Note that the symplectic potential $\theta$ is never unique (or 'canonical') in the sense that

$$\tag{2} \theta^{\prime}~=~\theta+\mathrm{d}F$$

would also be a symplectic potential, if $F$ is a zero-form (aka. a function).

For a general symplectic manifold $({\cal M},\omega)$ there may not exist a globally defined symplectic potential $\theta$.

Darboux' theorem states that any $2n$-dimensional symplectic manifold $({\cal M},\omega)$ is locally isomorphic to the cotangent bundle $T^*(\mathbb{R}^n)$ equipped with the canonical symplectic two-form.

II) Consider next the special case where the symplectic manifold ${\cal M}=T^{*}M$ happens to be a cotangent bundle

$$\tag{3} {\cal M}~=~T^{*}M~\stackrel{\pi}{\longrightarrow}~ M $$

equipped with the canonical symplectic two-form $\omega$, which in local coordinates reads

$$\tag{4} \omega|_{\pi^{-1}(U)} ~=~\sum_{i=1}^n\mathrm{d}p_i\wedge \mathrm{d}q^i.$$

Here $U\subseteq M$ denotes a local neighborhood of the base manifold $M$. (The base manifold $M$ is typically called the configuration space by physicists.) Moreover, $q^i$ are local coordinates on the base manifold $M$, and $p_i$ are local coordinates of the cotangent fibers.

Then there always exists a globally defined symplectic potential $\theta\in \Gamma(T^{*}{\cal M})$ that in local coordinates reads

$$\tag{5} \theta|_{\pi^{-1}(U)}~=~\sum_{i=1}^n p_i ~\mathrm{d}q^i.$$

Since the globally defined one-form (5) comes for free on a cotangent bundle ${\cal M}=T^{*}M$ for any manifold $M$, it is 'tautological' in that sense. But wait, there there is more: It can be defined in a manifestly coordinate-independent way, cf. Wikipedia & MBN's answer.

Answer 3

Here's how it finally clicked for me. Let $\phi: M \rightarrow N$ be a smooth map, and $\alpha$ be a 1-form on $N$. Recall that the pullback of $\alpha$ by $\phi$ is a 1-form $\phi^*\alpha$ on $M$ defined by

$$(\phi^*\alpha)_x(v) = \alpha_{\phi(x)}(d\phi_x(v))$$

where $d\phi$ is the pushforward of $\phi$.

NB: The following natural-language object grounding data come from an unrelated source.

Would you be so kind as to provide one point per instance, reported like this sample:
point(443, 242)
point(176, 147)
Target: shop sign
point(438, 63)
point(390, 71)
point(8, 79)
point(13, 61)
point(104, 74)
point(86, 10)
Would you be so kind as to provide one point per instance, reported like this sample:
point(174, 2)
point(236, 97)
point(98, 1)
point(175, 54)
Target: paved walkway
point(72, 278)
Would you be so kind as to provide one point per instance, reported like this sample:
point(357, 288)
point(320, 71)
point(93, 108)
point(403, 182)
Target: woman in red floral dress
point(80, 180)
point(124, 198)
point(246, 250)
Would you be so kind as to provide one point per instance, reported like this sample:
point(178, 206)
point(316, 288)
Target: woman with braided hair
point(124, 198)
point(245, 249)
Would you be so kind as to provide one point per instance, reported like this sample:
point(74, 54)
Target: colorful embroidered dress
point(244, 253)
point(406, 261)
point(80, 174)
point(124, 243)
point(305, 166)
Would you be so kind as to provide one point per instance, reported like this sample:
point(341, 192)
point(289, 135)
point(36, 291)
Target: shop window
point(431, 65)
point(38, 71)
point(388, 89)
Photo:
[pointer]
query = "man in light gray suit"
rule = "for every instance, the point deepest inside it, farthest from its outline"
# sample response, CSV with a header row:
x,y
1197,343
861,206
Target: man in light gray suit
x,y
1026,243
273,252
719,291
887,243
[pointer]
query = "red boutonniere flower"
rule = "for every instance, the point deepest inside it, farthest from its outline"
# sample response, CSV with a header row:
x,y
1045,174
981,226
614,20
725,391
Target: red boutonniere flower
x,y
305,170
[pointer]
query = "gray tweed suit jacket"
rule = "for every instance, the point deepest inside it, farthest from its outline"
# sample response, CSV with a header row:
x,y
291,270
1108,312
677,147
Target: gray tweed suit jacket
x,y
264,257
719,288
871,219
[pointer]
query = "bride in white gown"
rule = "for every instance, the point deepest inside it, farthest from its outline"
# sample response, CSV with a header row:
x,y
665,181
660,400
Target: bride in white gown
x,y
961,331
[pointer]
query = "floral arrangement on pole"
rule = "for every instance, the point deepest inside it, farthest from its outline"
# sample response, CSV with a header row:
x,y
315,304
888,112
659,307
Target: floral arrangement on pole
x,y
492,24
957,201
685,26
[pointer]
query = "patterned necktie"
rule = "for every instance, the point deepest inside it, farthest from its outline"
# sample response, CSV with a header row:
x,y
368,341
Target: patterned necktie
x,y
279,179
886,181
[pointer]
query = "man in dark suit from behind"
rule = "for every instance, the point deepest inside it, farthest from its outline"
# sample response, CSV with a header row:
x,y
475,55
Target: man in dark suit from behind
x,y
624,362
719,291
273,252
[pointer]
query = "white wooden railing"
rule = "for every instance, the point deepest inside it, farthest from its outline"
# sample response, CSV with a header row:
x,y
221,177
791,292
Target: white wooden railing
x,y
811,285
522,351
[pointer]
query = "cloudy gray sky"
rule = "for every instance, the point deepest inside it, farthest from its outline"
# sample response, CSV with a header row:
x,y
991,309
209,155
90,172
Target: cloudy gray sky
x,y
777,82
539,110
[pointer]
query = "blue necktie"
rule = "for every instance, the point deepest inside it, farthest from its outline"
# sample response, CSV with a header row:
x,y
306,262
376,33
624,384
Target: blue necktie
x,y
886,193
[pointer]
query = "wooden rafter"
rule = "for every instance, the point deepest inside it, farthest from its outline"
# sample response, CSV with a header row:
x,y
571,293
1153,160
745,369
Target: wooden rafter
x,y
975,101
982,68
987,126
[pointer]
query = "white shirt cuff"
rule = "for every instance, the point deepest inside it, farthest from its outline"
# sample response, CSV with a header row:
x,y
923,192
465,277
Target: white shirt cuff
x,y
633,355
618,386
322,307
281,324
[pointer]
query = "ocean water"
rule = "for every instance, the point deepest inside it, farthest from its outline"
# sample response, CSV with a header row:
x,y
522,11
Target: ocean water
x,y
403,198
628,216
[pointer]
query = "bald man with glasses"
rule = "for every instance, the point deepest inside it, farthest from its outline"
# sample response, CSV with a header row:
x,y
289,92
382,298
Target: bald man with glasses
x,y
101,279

When $M$ is $T^*N$, something nice happens. We find that a point $(x, \alpha$) on $T^*N$ itself gives us a 1-form ($\alpha$) to pull back, and the canonical projection $\pi$ gives us something obvious to pull back by. ($\alpha$ isn't actually a 1-form, as another answer says, but a single covector. Nonetheless, it can be pulled back in the same way.) So we get a 1-form

$$\theta_{(x, \alpha)}(v) = \alpha(d\pi_{(x,a)}(v))$$

or in other words

$$\theta_{(x, \alpha)} = \alpha \circ d\pi_{(x,a)}$$

without having to make any additional choices. It is in this sense canonical (though why they call it "tautological" I don't know).